Also, if whichever one of them is down as the main carer of th baby/child they can not receive the allowance/grant if they are working over 15hrs. a week!

Even if you were receiving these allowances, the extra costs involved with a sick baby/child could easily leave the bank seeing how they could not sustain their mortgage if all their other figures add up.

Good luck with your move, in my opinion your family's health is the most important thing.


----------



## ClaireM (4 Feb 2012)

It is often possible to get MIS quite quickly. 

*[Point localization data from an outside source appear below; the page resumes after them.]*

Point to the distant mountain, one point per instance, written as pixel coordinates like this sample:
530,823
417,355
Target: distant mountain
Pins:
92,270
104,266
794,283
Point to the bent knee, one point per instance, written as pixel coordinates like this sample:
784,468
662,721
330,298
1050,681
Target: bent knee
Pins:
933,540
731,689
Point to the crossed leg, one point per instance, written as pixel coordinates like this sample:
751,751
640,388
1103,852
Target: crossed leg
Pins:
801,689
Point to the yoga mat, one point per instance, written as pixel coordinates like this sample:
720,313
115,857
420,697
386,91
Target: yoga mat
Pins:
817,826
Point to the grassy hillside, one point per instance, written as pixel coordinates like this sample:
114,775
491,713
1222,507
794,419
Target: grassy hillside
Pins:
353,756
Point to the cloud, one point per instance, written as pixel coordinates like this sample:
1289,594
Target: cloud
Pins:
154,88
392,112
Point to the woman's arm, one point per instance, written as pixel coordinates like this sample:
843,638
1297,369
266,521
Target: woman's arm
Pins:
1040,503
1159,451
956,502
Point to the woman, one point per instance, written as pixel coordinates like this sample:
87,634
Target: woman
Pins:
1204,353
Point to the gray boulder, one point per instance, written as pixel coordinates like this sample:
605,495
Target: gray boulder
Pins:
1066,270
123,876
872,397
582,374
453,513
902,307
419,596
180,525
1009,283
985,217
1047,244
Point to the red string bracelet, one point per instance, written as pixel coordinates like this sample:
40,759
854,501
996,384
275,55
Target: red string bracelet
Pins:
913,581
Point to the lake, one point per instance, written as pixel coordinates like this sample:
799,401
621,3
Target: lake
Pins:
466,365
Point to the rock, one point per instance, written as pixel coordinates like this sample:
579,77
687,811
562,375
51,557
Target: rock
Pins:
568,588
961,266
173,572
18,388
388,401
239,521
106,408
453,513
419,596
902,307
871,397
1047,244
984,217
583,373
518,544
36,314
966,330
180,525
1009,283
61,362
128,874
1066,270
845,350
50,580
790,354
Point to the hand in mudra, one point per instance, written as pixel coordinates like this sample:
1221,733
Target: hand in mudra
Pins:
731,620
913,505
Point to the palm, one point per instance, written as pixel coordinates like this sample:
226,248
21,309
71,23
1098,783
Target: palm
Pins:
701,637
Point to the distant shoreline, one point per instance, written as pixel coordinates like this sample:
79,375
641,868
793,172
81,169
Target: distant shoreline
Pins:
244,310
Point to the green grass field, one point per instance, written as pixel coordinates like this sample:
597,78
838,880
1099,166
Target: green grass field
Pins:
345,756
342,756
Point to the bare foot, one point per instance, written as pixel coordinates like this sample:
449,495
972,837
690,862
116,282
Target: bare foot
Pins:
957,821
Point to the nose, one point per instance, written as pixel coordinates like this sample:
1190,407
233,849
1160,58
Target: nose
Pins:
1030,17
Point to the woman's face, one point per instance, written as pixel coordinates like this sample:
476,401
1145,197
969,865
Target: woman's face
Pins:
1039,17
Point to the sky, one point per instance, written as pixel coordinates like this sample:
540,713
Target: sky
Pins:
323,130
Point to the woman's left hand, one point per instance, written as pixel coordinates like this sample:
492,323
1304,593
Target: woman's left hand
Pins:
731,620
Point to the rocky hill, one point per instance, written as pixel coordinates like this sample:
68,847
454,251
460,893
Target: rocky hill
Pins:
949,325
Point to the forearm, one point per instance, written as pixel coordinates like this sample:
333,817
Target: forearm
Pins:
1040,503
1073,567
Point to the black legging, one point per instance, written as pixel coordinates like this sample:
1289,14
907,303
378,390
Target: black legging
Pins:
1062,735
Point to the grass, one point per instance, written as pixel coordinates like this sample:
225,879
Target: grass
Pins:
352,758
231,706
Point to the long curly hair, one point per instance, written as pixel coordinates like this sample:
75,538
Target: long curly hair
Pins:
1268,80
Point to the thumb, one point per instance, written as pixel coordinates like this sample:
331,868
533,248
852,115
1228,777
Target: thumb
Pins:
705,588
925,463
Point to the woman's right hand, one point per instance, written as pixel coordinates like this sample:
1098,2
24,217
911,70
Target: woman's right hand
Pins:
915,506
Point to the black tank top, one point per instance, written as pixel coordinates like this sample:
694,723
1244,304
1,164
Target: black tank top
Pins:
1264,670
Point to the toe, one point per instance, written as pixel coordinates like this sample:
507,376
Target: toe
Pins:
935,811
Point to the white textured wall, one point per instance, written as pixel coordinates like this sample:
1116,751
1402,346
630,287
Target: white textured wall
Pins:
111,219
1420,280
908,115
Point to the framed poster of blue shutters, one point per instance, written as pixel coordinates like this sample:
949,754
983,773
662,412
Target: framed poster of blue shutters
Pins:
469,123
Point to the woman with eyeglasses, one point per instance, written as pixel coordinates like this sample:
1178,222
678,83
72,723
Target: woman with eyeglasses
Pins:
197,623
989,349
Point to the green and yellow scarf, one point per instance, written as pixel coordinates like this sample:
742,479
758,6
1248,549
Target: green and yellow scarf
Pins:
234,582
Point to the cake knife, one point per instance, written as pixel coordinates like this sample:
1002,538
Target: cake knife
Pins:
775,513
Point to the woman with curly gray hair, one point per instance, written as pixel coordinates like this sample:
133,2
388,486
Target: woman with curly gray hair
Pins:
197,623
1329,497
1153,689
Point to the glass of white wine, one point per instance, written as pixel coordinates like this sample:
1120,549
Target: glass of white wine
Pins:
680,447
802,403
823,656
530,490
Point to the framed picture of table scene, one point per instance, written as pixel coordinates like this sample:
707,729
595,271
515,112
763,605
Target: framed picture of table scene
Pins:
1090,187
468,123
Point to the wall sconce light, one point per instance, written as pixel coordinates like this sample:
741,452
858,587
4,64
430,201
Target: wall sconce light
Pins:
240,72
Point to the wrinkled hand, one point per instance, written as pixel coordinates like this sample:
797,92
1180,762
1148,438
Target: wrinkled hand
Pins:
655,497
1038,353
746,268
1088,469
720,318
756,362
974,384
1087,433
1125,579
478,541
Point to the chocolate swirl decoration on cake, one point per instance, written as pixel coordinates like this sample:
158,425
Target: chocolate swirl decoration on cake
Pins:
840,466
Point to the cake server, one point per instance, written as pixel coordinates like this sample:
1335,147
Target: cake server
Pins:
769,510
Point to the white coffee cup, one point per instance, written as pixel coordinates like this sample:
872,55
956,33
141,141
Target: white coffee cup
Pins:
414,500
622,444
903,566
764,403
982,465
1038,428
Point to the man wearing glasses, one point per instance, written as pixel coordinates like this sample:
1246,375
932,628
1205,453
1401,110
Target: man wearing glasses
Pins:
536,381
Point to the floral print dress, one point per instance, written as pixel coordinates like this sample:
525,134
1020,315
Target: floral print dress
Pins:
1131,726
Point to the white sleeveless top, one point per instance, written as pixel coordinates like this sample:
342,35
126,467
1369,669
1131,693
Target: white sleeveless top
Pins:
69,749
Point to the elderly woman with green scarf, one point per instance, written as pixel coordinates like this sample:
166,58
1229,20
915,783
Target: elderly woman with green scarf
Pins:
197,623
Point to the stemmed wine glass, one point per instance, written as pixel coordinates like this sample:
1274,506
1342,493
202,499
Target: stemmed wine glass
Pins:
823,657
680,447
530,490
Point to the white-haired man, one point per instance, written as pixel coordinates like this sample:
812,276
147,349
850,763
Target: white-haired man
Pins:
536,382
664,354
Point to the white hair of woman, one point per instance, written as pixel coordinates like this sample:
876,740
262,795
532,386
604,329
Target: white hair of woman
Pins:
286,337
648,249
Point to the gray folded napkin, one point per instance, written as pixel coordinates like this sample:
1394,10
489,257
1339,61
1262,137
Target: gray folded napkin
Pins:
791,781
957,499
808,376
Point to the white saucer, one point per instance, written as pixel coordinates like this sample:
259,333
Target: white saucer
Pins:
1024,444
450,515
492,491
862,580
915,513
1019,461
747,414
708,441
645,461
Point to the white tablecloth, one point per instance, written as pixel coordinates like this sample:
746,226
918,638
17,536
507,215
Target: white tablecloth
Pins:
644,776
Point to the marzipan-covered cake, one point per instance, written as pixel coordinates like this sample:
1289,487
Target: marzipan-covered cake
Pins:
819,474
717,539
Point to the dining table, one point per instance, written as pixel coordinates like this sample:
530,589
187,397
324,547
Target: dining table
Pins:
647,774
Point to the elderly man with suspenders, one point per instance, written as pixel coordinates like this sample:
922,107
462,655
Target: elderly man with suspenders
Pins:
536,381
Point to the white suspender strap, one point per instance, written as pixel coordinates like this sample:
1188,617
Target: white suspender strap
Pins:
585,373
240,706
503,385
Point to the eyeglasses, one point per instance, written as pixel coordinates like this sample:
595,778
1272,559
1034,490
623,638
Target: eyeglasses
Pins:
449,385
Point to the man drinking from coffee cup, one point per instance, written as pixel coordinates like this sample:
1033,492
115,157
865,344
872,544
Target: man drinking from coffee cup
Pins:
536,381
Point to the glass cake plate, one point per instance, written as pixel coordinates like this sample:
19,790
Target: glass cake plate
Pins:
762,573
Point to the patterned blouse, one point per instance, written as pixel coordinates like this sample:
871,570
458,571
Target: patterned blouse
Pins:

The poster seems to think everything is hopeless here and the government is looking after everyone but him, that's why I wanted to know if he had investigated the welfare payments he might well be entitled too.


----------



## munchy (10 Mar 2012)

question for Steve.... what about those folk thinking of heading for Australia, Canada, and even South Africa and Middle east for a few years.... can we declare ourselves 'bankrupt' in these countries too. My main worry would be what would happen if we choose to return one day? Could we start over again? 
Emigrating to England is not for us at the moment but would be considering going further afield


----------



## Bronte (19 Mar 2012)

I don't think you can go bankrupt in the Middle East. In fact lots of people had to leave Dubai pretty quick once they were out of a job etc. If you are planning on going abroad and going bankrupt you'd best read up the rules for the country you decide on, or go to the UK first for a year to sort it out as the UK seems to be the de rigour choice for easy bankruptcy for many nationalities.


----------